Big Kid at Heart

My wife often suggests that I am just a big kid and I agree. However, I sometimes wonder if we are on the same page with that idea. Is she suggesting that I am immature, spoiled, aggravating and always have to have things my way? I hope she is talking about my sense of excitement about new things, about my desire to learn and to experience new adventures. My childlike exuberance.

People suggest that as we get older (old) we experience a second childhood. I do not think I have truly left my first one, yet. I get excited so easily and pursue a new idea with an all-consuming eagerness. Writing is this way.

Last weekend was the Book ‘em book festival in Lumberton, NC. I was a panelist in the suspense genre. One of the questions the moderator asked was to describe our writing habits. How often do you write? My answer was “Every day I set aside two or three hours to write. This is what I consider my minimum.” Now if you asked my wife that same question about me, her answer would be something like, “All the time. If he’s awake and not at work, he’s either writing or thinking about what he is going to write. He even gets up in the middle of the night to write if an idea hits him.”

When writing my first book, Extinction, I did obsess. I spent two months writing the first draft. After going back and fleshing out the draft, I found I had enough material for four books. These characters became my invisible friends and playmates. Of course, I had to tell my wife the things they said and did, and before long, they were her invisible friends as well. (She is very understanding about the obsession and is one of my biggest fans.)

To illustrate how involved I get with my invisible friends, my wife and I were in one of those stores which has some of everything. I stopped at the mattresses, stood there and stared at them. When she asked me what I was doing, I told her that someone I knew needed several mattresses. Then I realized that the characters in my book were setting up a safe house for other survivors. She thought that was hilarious.

Let me encourage you to let your inner child loose. Give in to the urge to explore new worlds and play with imaginary friends. People might think you are crazy, but your invisible friends will stay true.

H.V. Purvis
Author of “Extinction, Survival, Death in a Small Town and coming soon, Shadow Knight: Dark Justice.,@hvpurvis and FB page H.V. Purvis


Filed under writing

3 responses to “Big Kid at Heart

  1. Paul J. Stam

    Another wonderful things about imaginary friends in a book, they are very seldom critical of the author. – Happy writing and Aloha – pjs/

  2. Sounds to me like you have two choices when it comes to dealing with your obsession: heavy psychotropic drugs, or just keep writing novels! I suggest you do the latter.

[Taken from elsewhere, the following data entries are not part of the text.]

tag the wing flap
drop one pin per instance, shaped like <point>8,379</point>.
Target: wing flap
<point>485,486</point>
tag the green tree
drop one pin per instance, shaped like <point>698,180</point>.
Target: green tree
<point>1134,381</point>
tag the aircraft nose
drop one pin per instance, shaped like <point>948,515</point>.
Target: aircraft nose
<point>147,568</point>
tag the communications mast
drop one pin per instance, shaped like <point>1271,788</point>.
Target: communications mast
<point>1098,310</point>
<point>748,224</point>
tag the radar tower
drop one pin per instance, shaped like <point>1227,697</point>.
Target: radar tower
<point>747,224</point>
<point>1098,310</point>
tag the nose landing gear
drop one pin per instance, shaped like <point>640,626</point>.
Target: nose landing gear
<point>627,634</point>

  3. H.V., I loved your post and I can certainly relate. My son told me, Mom, you’ll never grow old until you grow up, and I don’t see that happening anytime soon.” I’m still not quite sure if that was a compliment or not. Ha, ha!
    I’m glad your wife is so supportive. I was lucky that way with my husband, all the way through my book’s first draft which took several years. Sadly, he passed away and my imaginary characters really are imaginary these days. But I keep on keepin’ on.
    I hope you and your wife keep on keepin’ on, too!